Ortiz tiene 33 años.

El asesinato de Genaro Joaquín Danitz Pavez (18) generó conmoción y sorpresa en el barrio Santo Tomás de Aquino, en El Algarrobal, Las Heras. El joven fue ultimado el domingo en el interior de su domicilio y desde un comienzo hubo dudas alrededor de las circunstancias en las que se produjo el hecho.

Una de las primeras hipótesis que surgió fue la del un disparo accidental, pero la fiscal de Homicidios Claudia Ríos descartó rápidamente esa teoría apoyándose en las diferentes declaraciones de testimoniales e informes periciales que se recepcionaron.

Para la representante del Ministerio Público, hubo una intención de terminar con la vida de Danitz y el principal sospechoso era Leandro Exequiel Ortiz Cimino, un vecino de la víctima que tiene un amplio prontuario y pasado carcelario.

A las pocas horas del inicio de la instrucción, el ex convicto, de 33 años, quedó con pedido de captura y este jueves su abogado, Carlos Moyano, lo entregó para que quede a disposición de la Justicia.

Durante la audiencia en la que la fiscal Ríos lo imputó por homicidio agravado por el uso de arma de fuego, Ortiz decidió declarar y contar su versión de los hechos.

En su exposición, aseguró que la noche del sábado, pasadas las 22, se dirigió hasta la casa de Danitz para comprar “un papel de merca”, es decir, un raviol de cocaína, ya que el joven se dedicaba al narcomenudeo. El chico estaba acompañado por su novia, un amigo -testigo clave de la causa- y un menor apodado el Zurdito.

Ortiz agregó que tenía una excelente relación con la víctima, ya que eran amigos. Y negó que hubiesen mantenido algún tipo de enemistad o diferencias a resolver. Incluso, le dijo a la investigadora que fue el propio Danitz quien sacó de su campera un revólver para mostrárselo: “Mirá lo que tengo acá”, le habría dicho el fallecido según la versión del imputado.

El acusado indicó en el expediente que tomó el arma de fuego, le preguntó a la víctima si estaba cargada y que encontró un no como respuesta. Acto seguido, miró hacia afuera porque su hijito, de 11 años, estaba comprando en un quiosco cercano, y activó el arma sin intención, se desprende de su declaración.

Un proyectil salió e impactó contra la cabeza Danitz. Ante eso, por temor, explicó, tomó a su hijo y se fue rápidamente del lugar. Todo esto mientros los amigos del joven herido lo auxiliaron y lo trasladaron al Hospital Carrillo, donde dejó de existir minutos después.

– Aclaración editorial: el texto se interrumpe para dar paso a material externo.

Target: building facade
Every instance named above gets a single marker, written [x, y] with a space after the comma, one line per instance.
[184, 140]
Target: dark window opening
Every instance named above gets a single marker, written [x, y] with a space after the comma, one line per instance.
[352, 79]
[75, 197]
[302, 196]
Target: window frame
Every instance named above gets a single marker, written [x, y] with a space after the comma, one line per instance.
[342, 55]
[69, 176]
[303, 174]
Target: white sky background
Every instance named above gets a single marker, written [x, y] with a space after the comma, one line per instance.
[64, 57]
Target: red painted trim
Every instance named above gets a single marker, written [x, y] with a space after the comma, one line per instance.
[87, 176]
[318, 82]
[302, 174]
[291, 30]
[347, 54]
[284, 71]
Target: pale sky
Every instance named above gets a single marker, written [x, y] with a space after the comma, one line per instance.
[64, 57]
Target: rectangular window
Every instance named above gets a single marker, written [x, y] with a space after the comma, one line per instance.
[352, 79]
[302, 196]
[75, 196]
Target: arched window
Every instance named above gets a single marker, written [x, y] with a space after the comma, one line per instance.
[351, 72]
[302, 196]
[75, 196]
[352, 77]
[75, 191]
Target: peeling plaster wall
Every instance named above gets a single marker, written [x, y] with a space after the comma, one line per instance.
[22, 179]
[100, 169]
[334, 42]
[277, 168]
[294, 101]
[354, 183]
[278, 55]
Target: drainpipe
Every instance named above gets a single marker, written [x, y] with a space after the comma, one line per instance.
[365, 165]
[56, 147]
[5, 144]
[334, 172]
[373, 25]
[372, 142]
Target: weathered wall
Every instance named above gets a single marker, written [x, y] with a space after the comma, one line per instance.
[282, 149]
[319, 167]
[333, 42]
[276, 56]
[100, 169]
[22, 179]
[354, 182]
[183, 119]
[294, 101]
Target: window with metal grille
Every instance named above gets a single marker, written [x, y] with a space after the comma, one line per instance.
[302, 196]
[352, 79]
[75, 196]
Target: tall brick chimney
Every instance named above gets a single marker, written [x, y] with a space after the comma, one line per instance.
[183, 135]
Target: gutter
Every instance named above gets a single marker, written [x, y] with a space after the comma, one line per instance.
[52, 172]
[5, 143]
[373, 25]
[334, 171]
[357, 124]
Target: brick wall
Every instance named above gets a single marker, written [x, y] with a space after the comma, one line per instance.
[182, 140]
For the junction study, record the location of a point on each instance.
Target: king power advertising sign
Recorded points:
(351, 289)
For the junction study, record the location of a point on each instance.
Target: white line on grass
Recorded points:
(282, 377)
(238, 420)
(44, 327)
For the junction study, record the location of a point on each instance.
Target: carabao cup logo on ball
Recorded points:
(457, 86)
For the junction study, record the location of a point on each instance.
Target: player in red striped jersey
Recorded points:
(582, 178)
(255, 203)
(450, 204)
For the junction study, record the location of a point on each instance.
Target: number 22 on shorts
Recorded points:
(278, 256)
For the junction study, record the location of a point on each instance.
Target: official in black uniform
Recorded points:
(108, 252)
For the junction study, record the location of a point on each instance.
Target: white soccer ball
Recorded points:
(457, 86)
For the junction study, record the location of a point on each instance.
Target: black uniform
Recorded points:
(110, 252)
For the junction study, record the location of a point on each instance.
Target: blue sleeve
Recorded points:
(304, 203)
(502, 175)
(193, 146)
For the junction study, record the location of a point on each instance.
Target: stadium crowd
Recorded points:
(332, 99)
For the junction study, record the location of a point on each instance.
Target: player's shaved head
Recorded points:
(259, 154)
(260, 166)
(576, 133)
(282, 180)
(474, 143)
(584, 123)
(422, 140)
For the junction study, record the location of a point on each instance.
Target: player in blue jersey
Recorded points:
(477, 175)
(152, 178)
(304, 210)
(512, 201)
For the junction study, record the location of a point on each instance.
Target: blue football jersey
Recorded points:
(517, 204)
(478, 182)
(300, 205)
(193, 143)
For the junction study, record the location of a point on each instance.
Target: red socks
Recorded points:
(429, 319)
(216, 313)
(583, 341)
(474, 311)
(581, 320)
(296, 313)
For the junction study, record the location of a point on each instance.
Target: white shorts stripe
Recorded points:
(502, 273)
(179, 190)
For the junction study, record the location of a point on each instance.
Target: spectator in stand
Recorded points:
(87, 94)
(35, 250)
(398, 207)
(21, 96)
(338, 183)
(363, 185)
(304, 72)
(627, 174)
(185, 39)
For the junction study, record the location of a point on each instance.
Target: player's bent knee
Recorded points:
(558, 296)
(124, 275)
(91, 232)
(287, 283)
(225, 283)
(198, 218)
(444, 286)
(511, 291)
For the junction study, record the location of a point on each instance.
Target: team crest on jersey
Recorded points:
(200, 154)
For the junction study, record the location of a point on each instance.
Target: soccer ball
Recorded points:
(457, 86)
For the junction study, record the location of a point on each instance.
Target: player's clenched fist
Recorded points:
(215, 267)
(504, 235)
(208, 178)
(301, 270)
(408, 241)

Más allá de la declaración de Ortiz, la fiscal del caso mantuvo su teoría de un hecho intencional. Por eso, la defensa solicitó que se realice un careo entre los testigos presenciales, ya que detectó una serie de contradicciones en sus relatos.

Los antecedentes

Fuentes policiales revelaron que Ortiz contaba con un importante prontuario, que lo llevó a tener varios pasos por las cárceles mendocinas.

La información indica que tuvo su primer antecedente allá por 2009, cuando tenía sólo 19 años y fue investigado por un robo en grado de tentativa. Al año siguiente, sumó una causa por robo agravado por el uso de arma de fuego impropia no apta para el disparo, en poblado y en banda, en concurso real con tenencia ilegal de arma civil.

Por esos dos primeros expedientes pasó un tiempo tras las rejas y al tiempo de recuperar la libertad no tardó en reincidir: en 2015 lo imputaron por tenencia ilegítima de arma de fuego y coacciones; mientras que en 2016 fue investigado por lesiones leves dolosas.

Durante un largo periodo, se mantuvo sin roces con la Justicia, hasta que en 2021 fue acusado por un abuso de armas, aunque el expediente terminó archivado.

Ahora, Ortiz volvió a ser imputado por un delito y podría una pena que lo mantendría un largo tiempo en prisión.